E dopo due minuti di silenzio dispettoso, tu, sposuccia, accomiatando il biondino, senza un bacio, gli dicevi:—Va, e mandami qui subito subito quella bellissima fanciullina, quella là che corre: la vedi?… Com'è cara!… Tu va, e mandami lei, di' che l'aspetto, la desidero, la voglio!

E il bimbo:—Sissignori….

E Gigio:—Sissignora.

Il bimbo, aspettando i confetti, vuol farsi un merito di più e aggiunge:—Si chiama….

—Come si chiama?—sospira Giulia.

—Bice.

—Oh che combinazione!—diceva lo sposo, mordendosi i baffi:—L'educazione, le mamme, i capricci, il mare, questi marmocchi, il matrimonio: cose serie!
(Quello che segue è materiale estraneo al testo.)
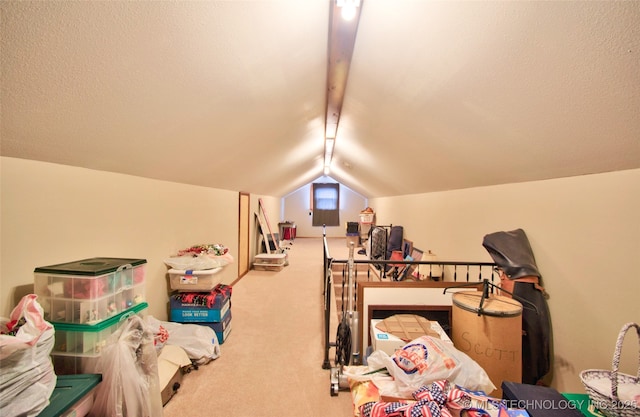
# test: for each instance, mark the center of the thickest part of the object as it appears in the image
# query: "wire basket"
(603, 386)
Credete di mettervi tranquilli e che tutto vada secondo i vostri desideri?

Mentre la sposa, come una cingallegra, chiacchierava tra sè:—Ecco che ci penso! Le vestirei un abitino americano scollato, in bazin bianco, a davanti principessa, rigato a pieghettine…. sì o no?… poi una larga cintura in surah ciliegia, annodata di dietro a lembi sciolti…. Oh il cappellino? Capellino a tese rivoltate…. Sei qui, cara, carissima bimba?

Gigio colla punta del bastone schiacciò lì su un sasso una povera formica, che, cammina, cammina, cammina era venuta in quattordici giorni da Pegli sin presso allo strascico profumato e inamidato e frusciante di Giulia.